How Computing Became Masculine in the Cold War

How Computing Became Masculine in the Cold War

 

Programming was not born male, but rather had to be made masculine.Nathan Ensmenger

Introduction

The computing industry offers a unique perspective on Cold War gender roles. Unlike factory or shipyard work, for which there was a masculine precedent prior to the Rosie the Riveter-era of feminism, there was no set computing culture prior to the beginning of the Cold War because the industry did not exist. As the Cold War progressed and traditional gender roles (particularly, concerns about masculinity) were emphasized, this changed.1  The shift from a gender-neutral to masculine culture of computing can be seen in Cosmopolitan magazine’s 1967 article “The Computer Girls,” which was written just before significant masculinization of computing started and offers insight into the gender dynamics of the Cold War in an industry that did not exist prior to the start of the geopolitical conflict. We see evidence of this gendering through computing recruitment and culture, as well as through the identity of the male programmer.

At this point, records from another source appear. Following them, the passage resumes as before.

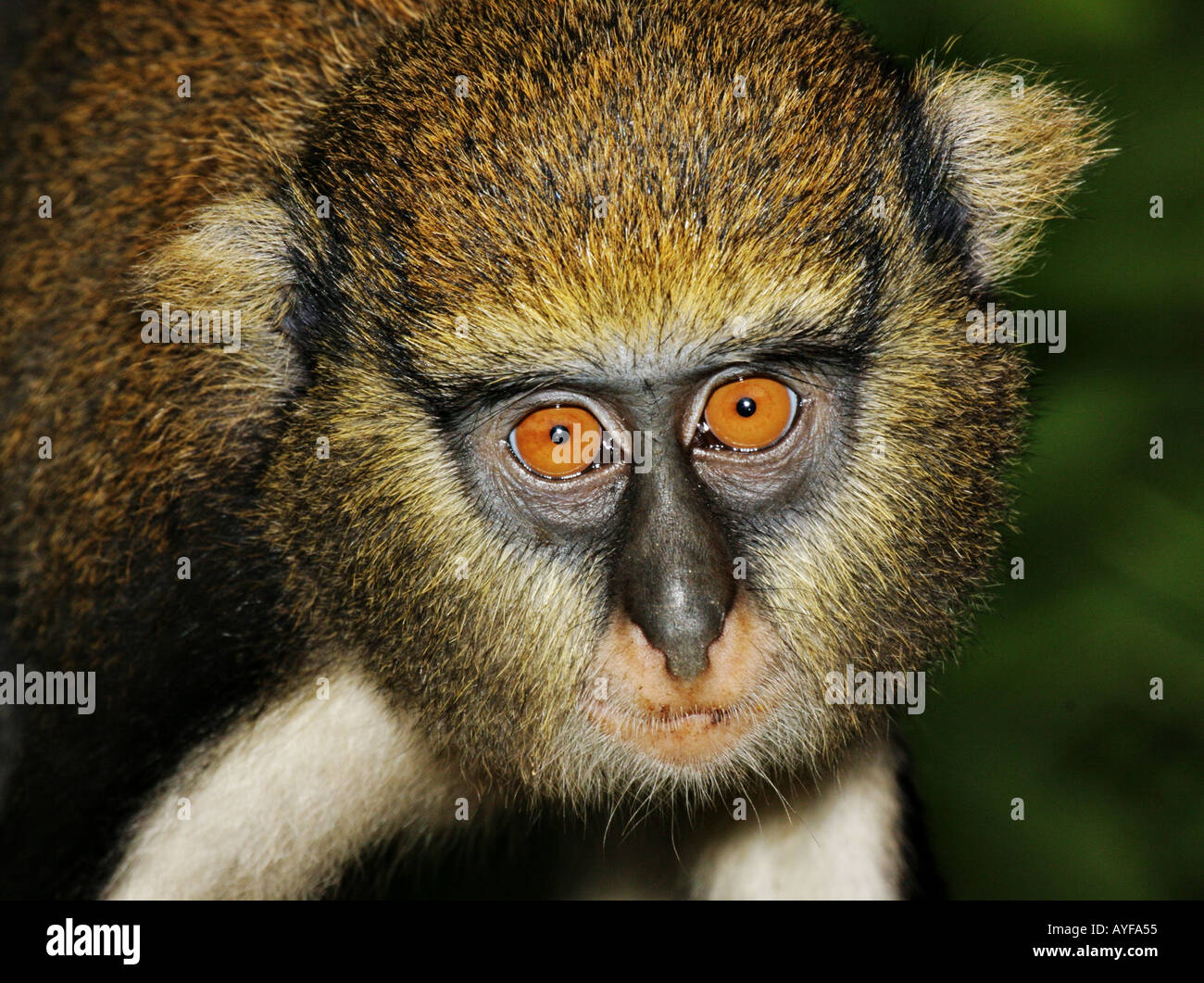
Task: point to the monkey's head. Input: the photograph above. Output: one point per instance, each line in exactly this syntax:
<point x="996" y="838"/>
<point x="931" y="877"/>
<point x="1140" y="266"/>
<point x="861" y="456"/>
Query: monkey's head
<point x="637" y="336"/>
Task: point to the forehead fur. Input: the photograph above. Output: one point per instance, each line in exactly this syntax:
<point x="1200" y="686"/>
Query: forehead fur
<point x="738" y="149"/>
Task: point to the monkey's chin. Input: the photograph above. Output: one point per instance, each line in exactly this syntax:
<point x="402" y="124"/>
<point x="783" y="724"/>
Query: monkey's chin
<point x="697" y="737"/>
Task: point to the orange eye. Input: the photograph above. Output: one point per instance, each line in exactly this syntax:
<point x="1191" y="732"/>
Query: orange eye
<point x="750" y="413"/>
<point x="558" y="441"/>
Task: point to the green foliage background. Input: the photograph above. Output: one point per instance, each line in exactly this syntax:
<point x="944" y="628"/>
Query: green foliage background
<point x="1050" y="699"/>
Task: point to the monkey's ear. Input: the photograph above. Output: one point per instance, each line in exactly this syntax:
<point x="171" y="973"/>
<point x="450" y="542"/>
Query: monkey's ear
<point x="1012" y="148"/>
<point x="235" y="256"/>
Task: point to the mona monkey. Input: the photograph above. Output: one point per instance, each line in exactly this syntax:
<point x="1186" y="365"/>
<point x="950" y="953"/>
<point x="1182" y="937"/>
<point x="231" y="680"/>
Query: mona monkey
<point x="593" y="384"/>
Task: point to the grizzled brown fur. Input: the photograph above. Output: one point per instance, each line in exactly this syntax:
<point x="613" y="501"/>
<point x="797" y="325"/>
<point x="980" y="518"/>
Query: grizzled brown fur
<point x="464" y="260"/>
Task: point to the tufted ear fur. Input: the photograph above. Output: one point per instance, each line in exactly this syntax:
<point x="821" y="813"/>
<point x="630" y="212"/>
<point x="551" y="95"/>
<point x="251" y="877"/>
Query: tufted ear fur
<point x="235" y="256"/>
<point x="1014" y="147"/>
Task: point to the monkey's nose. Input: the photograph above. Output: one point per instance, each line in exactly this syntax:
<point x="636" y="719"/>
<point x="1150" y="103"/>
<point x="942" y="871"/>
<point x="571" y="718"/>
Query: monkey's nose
<point x="682" y="625"/>
<point x="678" y="718"/>
<point x="675" y="581"/>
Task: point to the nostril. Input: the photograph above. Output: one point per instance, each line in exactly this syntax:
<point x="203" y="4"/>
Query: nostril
<point x="685" y="642"/>
<point x="685" y="662"/>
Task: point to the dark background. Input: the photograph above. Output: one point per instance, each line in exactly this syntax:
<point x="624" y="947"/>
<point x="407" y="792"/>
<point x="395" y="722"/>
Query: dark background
<point x="1050" y="699"/>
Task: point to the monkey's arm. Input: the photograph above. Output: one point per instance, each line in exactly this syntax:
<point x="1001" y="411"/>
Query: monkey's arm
<point x="280" y="805"/>
<point x="843" y="841"/>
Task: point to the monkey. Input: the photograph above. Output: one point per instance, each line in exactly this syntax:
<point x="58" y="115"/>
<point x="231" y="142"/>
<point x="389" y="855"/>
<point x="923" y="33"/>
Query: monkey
<point x="433" y="428"/>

Postwar Computing Culture and the ENIAC Girls: The Origins of Programming

America’s first fully electronic programmable digital computer, The Electronic Numerical Integrator and Computer (ENIAC), was completed in November 1945, two months after the end of World War II. The ENIAC Girls were the six female operators who worked on this machine. During the wartime labor shortage, computing became a promising alternative for women because of broader career options, especially compared to traditional fields.2 Labor in computer science was still highly gendered, however. For instance, the ENIAC’s hardware was exclusively designed by men,3 whereas the software was female territory. As Janet Abbate explains in her history of women in computing, “operating and programming computers could more easily be constructed as women’s work,” especially given women’s prewar employment in calculations (as “human computers”).4

Programming occupations were not stereotypically masculine because they did not exist before the war. Digital programming began in an American society with a significant deficit of an available male workforce. When men came home from World War II, they returned to the same fields they had left. Because few men had worked in computing prior to the war, women were not pushed out upon their return, and the demand for computers increased postwar. Computer work was uncharacteristically feminine for the time period. Though it was delegated to them because of the perceived clerical nature of the job,5  it was still women’s work.6

Still, 1940s computing culture was far from a feminist ideal. The women who worked on the ENIAC were often left out of the news coverage and general narrative about computers. The very title “ENIAC Girls” omits the names of the women who worked on the machine from the narrative, even when their contributions are discussed in the collective. They were cropped out of photos and not included on panels relating to the machine, despite their intimate knowledge of its workings.7 This lack of coverage combined with the Cold War emphasis on traditional gender roles contributed to the dominant narrative that women should return to pink-collar jobs.8 This was perpetuated by the government and media alike. However, “a fair number [of women] did not leave the [computing] workforce, a fact that the Department of Labor acknowledged even as it urged women toward teaching.”9 In fact, the number of women entering the computer science field continued to steadily rise until 1987, when the proportion of women in professional computing reached its all-time high at 38 percent before sharply declining into the twenty-first century.10 Even though computing had a feminine history, as Cold War assertions of American masculinity rose, computing became relentlessly masculine, kicking women out in the process.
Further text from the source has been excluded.